What Makes a Planet?
Why our solar system just shrank
As just about everyone in the solar system knows by now, members of the International Astronomical Union, meeting in Prague, Czech Republic, in August, came up with a new definition of planets that leaves Pluto out in the cold.
The problem was that the term "planet" had no firm definition, just as in geology, "continent" remains a somewhat arbitrary concept. (Europe and Asia form a continuous landmass, yet they are separate continents.) Size alone doesn't bestow planethood. Moons of Jupiter and Saturn are wider than Mercury, and Pluto is smaller than Earth's moon. For years, astronomers tried to define a planet by shape, orbit around a star and its influence on other bodies. But they couldn't agree.
In 2000, an exhibit at the American Museum of Natural History in New York City downgraded Pluto to merely the largest object in the Kuiper Belt, a vast swarm of icy bodies beyond Neptune. The resulting uproar over the demotion made it clear that Earthlings loved our familiar family of nine planets. Some astronomers noted that the controversy would really take off if more sensitive telescopes started to spot objects larger than Pluto. What would we call them?
That very quandary presented itself late last year when a team led by Michael Brown of the California Institute of Technology in Pasadena examined an object in the Kuiper Belt called 2003 UB313, informally known as Xena. Analysis revealed that Xena—more than twice as far from the sun as Pluto—is about 1,500 miles in diameter, compared with Pluto's 1,430 miles. And solar system experts predict that surveys will reveal Xena's even bigger siblings in distant orbits. "It's absurd that dozens of Pluto-size objects should all be planets," said planet-hunter Geoff Marcy of the University of California at Berkeley. "It demotes them all by sheer numbers."
Many astronomers argued that a planet should have sufficient gravity to sweep up or expel the debris in its orbit, clearing its own path around its star. The eight main planets have largely done so, but not Pluto or Xena. Ultimately, that was the key factor in Prague. "It is scientifically the right thing to do," Brown said after the vote, gracefully giving up the right to call Xena—his team’s discovery—the tenth planet.
Still, some researchers think the orbit-clearing rule is too fuzzy. (For example, Neptune hasn't purged its orbit of large bodies—including Pluto, which crosses Neptune's path.) "It's a sloppy definition," says Alan Stern of the Southwest Research Institute in Boulder, Colorado, director of NASA's New Horizons mission. "It's bad science. It ain't over." He and others intend to fight for a new definition; they're organizing a conference to that end for this winter.

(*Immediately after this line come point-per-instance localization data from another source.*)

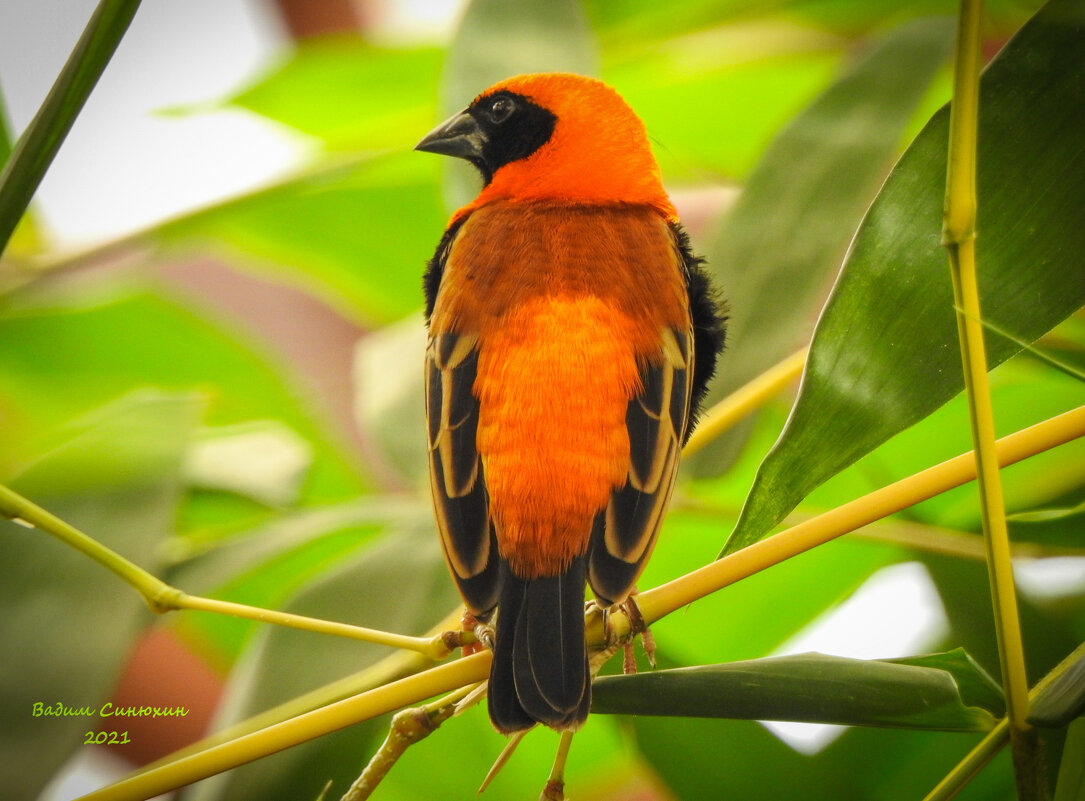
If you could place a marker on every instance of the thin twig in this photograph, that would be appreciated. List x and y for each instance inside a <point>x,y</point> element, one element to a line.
<point>958,236</point>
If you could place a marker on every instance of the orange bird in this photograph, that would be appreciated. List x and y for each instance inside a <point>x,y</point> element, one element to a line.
<point>572,333</point>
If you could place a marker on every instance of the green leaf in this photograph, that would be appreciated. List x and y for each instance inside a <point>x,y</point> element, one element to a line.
<point>1071,784</point>
<point>35,150</point>
<point>349,233</point>
<point>975,686</point>
<point>884,353</point>
<point>497,39</point>
<point>349,93</point>
<point>65,622</point>
<point>770,85</point>
<point>1063,699</point>
<point>808,687</point>
<point>793,220</point>
<point>63,352</point>
<point>399,584</point>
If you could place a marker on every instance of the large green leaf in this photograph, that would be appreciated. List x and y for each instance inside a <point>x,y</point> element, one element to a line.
<point>64,351</point>
<point>884,353</point>
<point>66,622</point>
<point>808,687</point>
<point>794,219</point>
<point>709,759</point>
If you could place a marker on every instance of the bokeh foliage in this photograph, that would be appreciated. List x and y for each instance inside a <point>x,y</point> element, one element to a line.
<point>805,105</point>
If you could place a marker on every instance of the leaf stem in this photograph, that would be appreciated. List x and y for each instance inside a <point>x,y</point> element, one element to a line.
<point>35,150</point>
<point>653,605</point>
<point>744,401</point>
<point>162,597</point>
<point>298,729</point>
<point>959,239</point>
<point>666,598</point>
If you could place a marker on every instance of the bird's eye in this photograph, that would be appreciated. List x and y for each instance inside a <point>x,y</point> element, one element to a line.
<point>501,110</point>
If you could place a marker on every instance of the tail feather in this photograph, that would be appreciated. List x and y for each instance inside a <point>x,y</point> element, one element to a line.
<point>540,664</point>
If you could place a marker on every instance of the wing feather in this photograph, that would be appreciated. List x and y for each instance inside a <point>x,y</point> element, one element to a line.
<point>625,532</point>
<point>456,474</point>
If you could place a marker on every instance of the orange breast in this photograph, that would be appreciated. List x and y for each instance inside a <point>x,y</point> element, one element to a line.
<point>565,301</point>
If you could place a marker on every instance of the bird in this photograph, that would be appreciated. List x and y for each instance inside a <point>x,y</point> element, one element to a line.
<point>571,338</point>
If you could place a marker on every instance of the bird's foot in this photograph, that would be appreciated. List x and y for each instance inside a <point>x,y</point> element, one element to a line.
<point>483,634</point>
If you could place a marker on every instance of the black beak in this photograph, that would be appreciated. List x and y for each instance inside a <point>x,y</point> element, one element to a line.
<point>459,136</point>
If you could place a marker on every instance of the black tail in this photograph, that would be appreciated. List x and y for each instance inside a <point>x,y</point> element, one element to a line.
<point>540,660</point>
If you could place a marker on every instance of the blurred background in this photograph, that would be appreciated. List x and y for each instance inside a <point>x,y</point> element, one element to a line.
<point>211,342</point>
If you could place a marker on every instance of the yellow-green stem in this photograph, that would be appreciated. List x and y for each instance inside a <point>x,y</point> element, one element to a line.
<point>666,598</point>
<point>994,740</point>
<point>296,730</point>
<point>653,605</point>
<point>959,239</point>
<point>162,598</point>
<point>744,401</point>
<point>15,507</point>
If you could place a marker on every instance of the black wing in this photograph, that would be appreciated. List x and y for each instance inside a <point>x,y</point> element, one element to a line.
<point>456,472</point>
<point>623,534</point>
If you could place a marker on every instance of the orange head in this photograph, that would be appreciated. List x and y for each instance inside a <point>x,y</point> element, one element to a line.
<point>554,137</point>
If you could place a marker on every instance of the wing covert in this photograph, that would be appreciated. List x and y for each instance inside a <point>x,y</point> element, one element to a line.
<point>624,533</point>
<point>456,474</point>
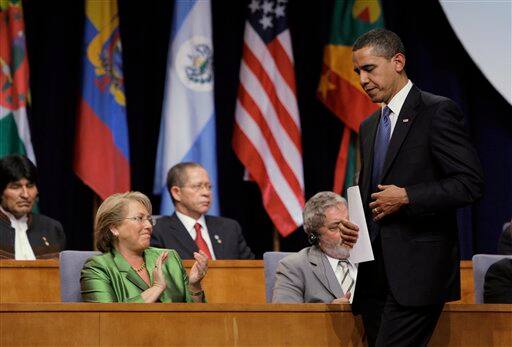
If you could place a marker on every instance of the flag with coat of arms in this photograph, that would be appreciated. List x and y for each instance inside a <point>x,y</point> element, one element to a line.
<point>187,126</point>
<point>14,82</point>
<point>339,87</point>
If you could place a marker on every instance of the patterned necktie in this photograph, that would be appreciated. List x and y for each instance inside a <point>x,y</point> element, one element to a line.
<point>381,147</point>
<point>201,244</point>
<point>347,282</point>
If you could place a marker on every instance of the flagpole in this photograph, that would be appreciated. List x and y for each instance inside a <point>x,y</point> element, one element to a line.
<point>276,240</point>
<point>96,202</point>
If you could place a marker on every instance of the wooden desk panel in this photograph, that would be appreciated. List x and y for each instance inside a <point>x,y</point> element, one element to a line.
<point>227,281</point>
<point>29,281</point>
<point>228,325</point>
<point>233,281</point>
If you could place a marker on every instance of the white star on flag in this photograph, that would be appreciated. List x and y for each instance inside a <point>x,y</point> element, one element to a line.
<point>254,6</point>
<point>267,7</point>
<point>266,22</point>
<point>279,11</point>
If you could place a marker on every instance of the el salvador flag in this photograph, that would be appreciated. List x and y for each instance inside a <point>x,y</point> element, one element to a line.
<point>187,128</point>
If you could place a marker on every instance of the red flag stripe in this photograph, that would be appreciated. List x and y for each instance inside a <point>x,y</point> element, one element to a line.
<point>251,108</point>
<point>285,65</point>
<point>259,93</point>
<point>267,134</point>
<point>269,88</point>
<point>341,162</point>
<point>276,177</point>
<point>273,204</point>
<point>284,91</point>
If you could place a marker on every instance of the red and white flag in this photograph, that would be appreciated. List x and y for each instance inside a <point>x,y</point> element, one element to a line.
<point>267,134</point>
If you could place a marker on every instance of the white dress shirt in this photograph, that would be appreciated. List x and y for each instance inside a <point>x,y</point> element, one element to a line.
<point>396,103</point>
<point>189,223</point>
<point>352,270</point>
<point>22,248</point>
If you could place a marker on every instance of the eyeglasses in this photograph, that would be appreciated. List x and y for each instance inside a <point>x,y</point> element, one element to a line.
<point>199,186</point>
<point>334,227</point>
<point>141,219</point>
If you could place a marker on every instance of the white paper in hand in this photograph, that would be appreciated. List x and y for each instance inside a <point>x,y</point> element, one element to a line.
<point>362,250</point>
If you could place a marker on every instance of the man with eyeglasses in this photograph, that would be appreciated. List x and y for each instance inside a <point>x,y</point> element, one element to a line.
<point>323,272</point>
<point>190,229</point>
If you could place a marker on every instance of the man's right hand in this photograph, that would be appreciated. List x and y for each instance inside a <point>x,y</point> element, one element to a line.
<point>349,233</point>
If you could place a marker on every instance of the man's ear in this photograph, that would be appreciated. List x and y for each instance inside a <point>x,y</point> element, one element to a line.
<point>114,232</point>
<point>399,61</point>
<point>176,193</point>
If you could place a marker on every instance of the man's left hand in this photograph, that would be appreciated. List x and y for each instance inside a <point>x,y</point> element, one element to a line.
<point>389,200</point>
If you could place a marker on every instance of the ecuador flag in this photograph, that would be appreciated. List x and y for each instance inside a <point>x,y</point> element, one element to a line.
<point>14,82</point>
<point>102,158</point>
<point>339,87</point>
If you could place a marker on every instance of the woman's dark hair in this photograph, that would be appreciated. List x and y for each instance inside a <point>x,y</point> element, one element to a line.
<point>15,167</point>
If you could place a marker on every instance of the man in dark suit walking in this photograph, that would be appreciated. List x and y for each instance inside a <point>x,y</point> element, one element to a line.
<point>189,229</point>
<point>417,167</point>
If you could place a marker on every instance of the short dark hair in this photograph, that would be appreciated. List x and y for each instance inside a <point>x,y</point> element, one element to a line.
<point>385,43</point>
<point>15,167</point>
<point>177,175</point>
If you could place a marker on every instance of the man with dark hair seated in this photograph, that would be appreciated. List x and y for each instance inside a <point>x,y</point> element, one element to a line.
<point>23,234</point>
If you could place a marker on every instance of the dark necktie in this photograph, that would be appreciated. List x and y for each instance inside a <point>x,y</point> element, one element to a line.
<point>381,147</point>
<point>200,242</point>
<point>346,281</point>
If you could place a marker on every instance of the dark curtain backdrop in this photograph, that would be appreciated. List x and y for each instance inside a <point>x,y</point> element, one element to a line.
<point>436,62</point>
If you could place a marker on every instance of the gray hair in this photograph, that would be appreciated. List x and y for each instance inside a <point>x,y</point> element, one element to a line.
<point>177,175</point>
<point>314,211</point>
<point>385,43</point>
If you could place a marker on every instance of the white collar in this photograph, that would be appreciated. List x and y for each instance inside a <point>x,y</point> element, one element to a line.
<point>397,102</point>
<point>189,222</point>
<point>13,219</point>
<point>334,262</point>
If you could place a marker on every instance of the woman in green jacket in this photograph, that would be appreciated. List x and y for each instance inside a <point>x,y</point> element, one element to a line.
<point>129,270</point>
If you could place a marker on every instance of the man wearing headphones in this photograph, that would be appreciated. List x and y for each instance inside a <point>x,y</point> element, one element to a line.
<point>321,273</point>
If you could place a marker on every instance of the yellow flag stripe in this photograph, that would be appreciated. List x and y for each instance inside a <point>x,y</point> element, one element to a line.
<point>339,60</point>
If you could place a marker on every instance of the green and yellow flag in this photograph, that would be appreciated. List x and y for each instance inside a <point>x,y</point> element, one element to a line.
<point>14,82</point>
<point>339,87</point>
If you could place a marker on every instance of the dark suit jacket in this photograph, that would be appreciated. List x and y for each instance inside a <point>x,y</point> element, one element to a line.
<point>225,234</point>
<point>45,235</point>
<point>498,283</point>
<point>431,156</point>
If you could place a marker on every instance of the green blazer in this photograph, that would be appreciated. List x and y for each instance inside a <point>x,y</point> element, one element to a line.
<point>109,278</point>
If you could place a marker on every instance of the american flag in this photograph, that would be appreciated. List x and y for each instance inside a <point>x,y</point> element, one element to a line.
<point>267,134</point>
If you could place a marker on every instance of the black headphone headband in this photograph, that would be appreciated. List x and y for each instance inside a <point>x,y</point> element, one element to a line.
<point>313,238</point>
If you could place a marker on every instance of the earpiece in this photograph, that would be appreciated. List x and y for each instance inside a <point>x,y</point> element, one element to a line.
<point>313,239</point>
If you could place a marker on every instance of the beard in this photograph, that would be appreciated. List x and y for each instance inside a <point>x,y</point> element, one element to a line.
<point>335,250</point>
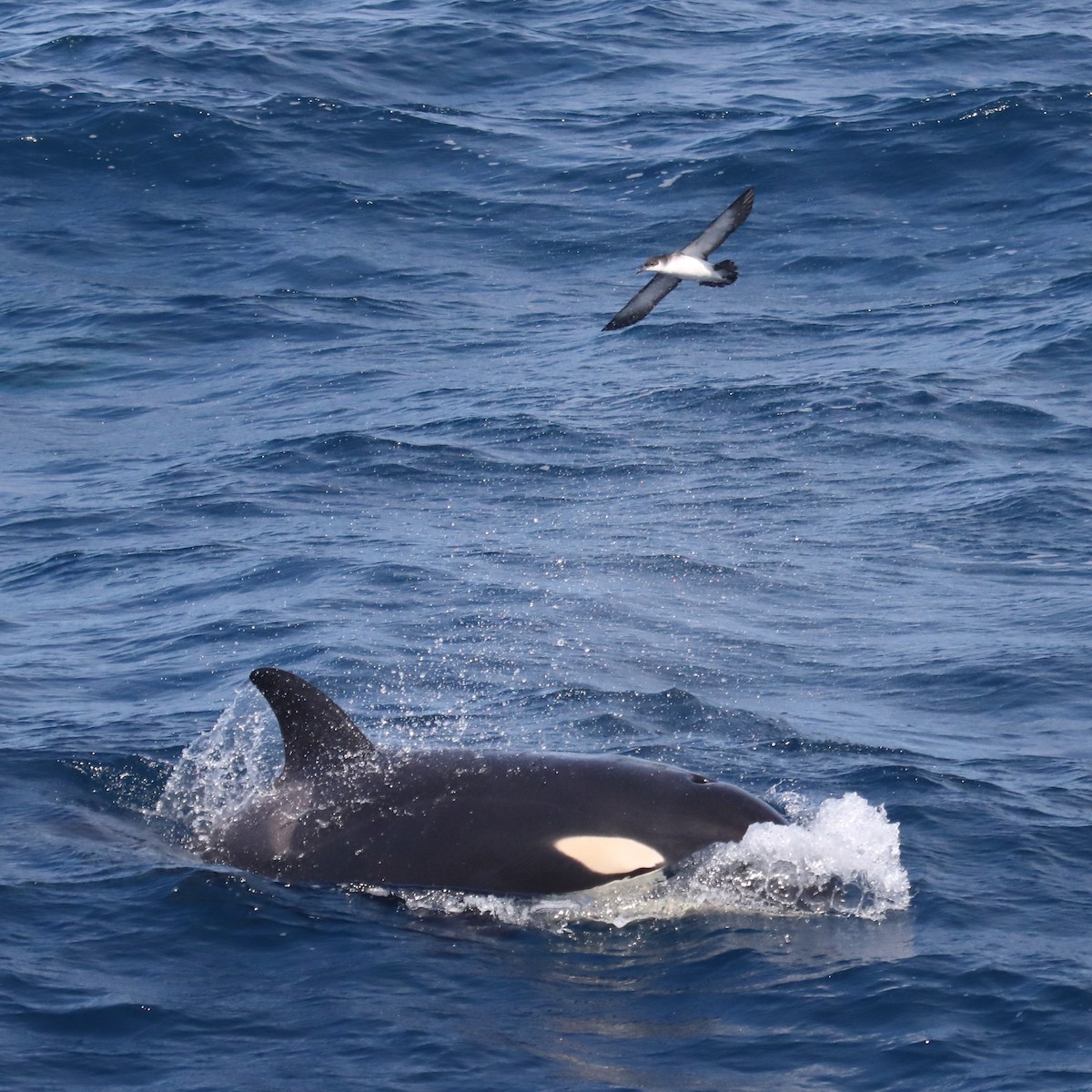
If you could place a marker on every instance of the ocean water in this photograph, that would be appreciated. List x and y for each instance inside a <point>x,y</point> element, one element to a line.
<point>303,365</point>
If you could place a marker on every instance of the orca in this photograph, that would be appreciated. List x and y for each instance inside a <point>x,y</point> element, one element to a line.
<point>345,812</point>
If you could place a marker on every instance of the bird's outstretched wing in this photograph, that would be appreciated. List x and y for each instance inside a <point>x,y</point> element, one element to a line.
<point>643,301</point>
<point>721,228</point>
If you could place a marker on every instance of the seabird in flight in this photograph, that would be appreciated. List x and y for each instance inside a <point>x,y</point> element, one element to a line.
<point>691,263</point>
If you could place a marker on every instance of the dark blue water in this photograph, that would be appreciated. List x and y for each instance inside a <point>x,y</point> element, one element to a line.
<point>301,365</point>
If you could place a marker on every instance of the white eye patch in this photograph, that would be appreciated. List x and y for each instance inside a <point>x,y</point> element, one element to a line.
<point>610,856</point>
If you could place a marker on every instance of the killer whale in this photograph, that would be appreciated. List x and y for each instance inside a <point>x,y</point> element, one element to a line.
<point>344,811</point>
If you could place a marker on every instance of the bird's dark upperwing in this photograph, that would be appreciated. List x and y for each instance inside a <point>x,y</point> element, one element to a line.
<point>643,301</point>
<point>721,228</point>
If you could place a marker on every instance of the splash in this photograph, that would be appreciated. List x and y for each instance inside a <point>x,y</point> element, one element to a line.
<point>841,857</point>
<point>844,861</point>
<point>222,771</point>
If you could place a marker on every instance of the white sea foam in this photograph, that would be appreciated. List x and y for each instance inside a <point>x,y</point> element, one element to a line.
<point>223,770</point>
<point>844,860</point>
<point>841,857</point>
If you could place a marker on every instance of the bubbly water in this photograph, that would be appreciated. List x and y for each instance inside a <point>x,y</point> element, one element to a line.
<point>301,365</point>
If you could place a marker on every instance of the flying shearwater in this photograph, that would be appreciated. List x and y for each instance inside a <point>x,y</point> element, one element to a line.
<point>691,263</point>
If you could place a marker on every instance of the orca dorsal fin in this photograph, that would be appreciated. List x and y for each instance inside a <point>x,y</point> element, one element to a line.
<point>318,733</point>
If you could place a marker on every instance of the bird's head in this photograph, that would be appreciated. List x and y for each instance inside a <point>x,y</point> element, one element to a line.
<point>655,265</point>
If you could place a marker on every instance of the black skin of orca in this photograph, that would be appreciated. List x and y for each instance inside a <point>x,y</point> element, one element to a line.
<point>345,812</point>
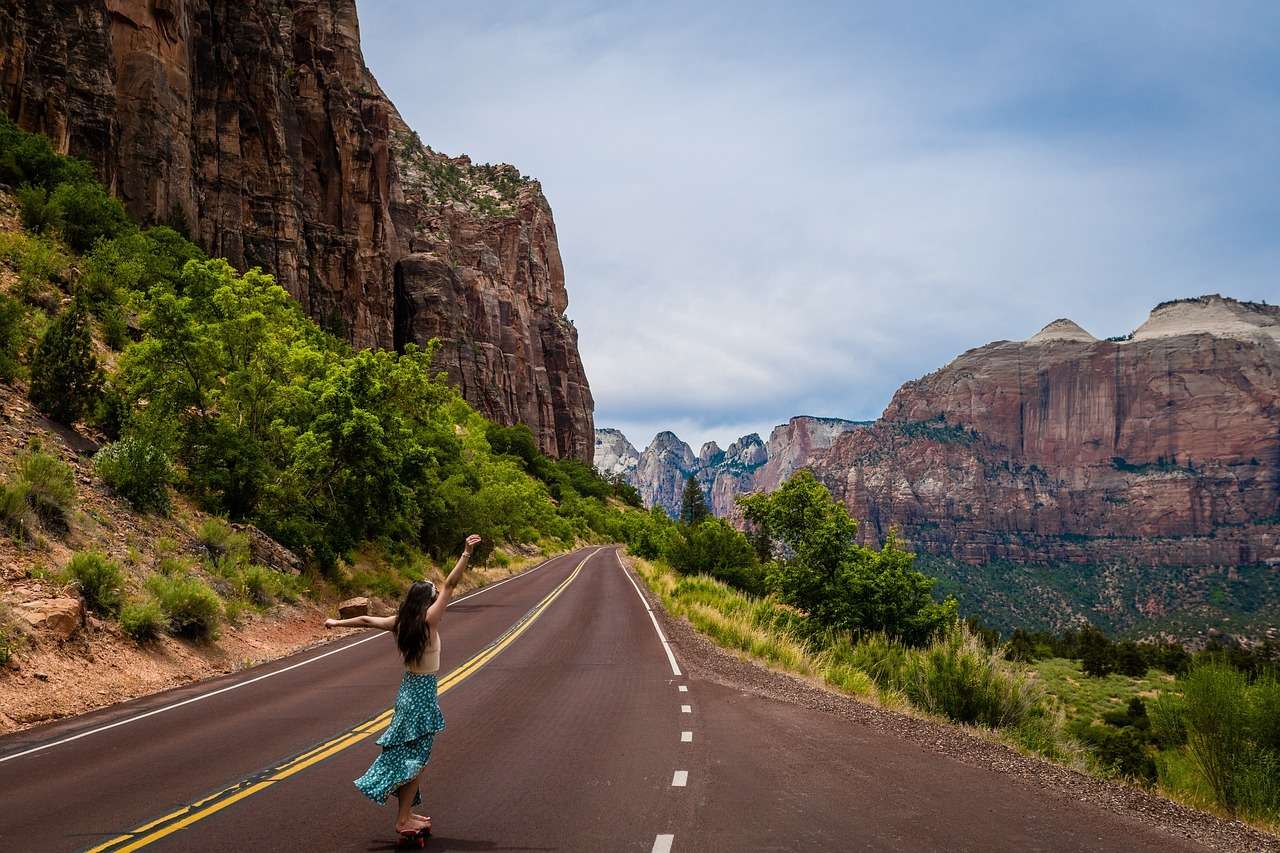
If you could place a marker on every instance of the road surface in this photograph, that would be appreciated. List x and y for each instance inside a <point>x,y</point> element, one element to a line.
<point>570,728</point>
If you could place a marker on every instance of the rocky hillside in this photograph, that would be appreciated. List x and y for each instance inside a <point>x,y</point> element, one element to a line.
<point>1161,448</point>
<point>748,465</point>
<point>256,126</point>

Pluto will always be special. We'll see it up close when the New Horizons spacecraft, launched in January, flies past it in 2015. But Pluto is almost certainly one of scores or even hundreds of impressively sized icy bodies in the Kuiper Belt. So, like Xena and Ceres, the largest asteroid in a band between Mars and Jupiter, it is now classified as a "dwarf planet." It’s cruel logic, perhaps, but it makes sense.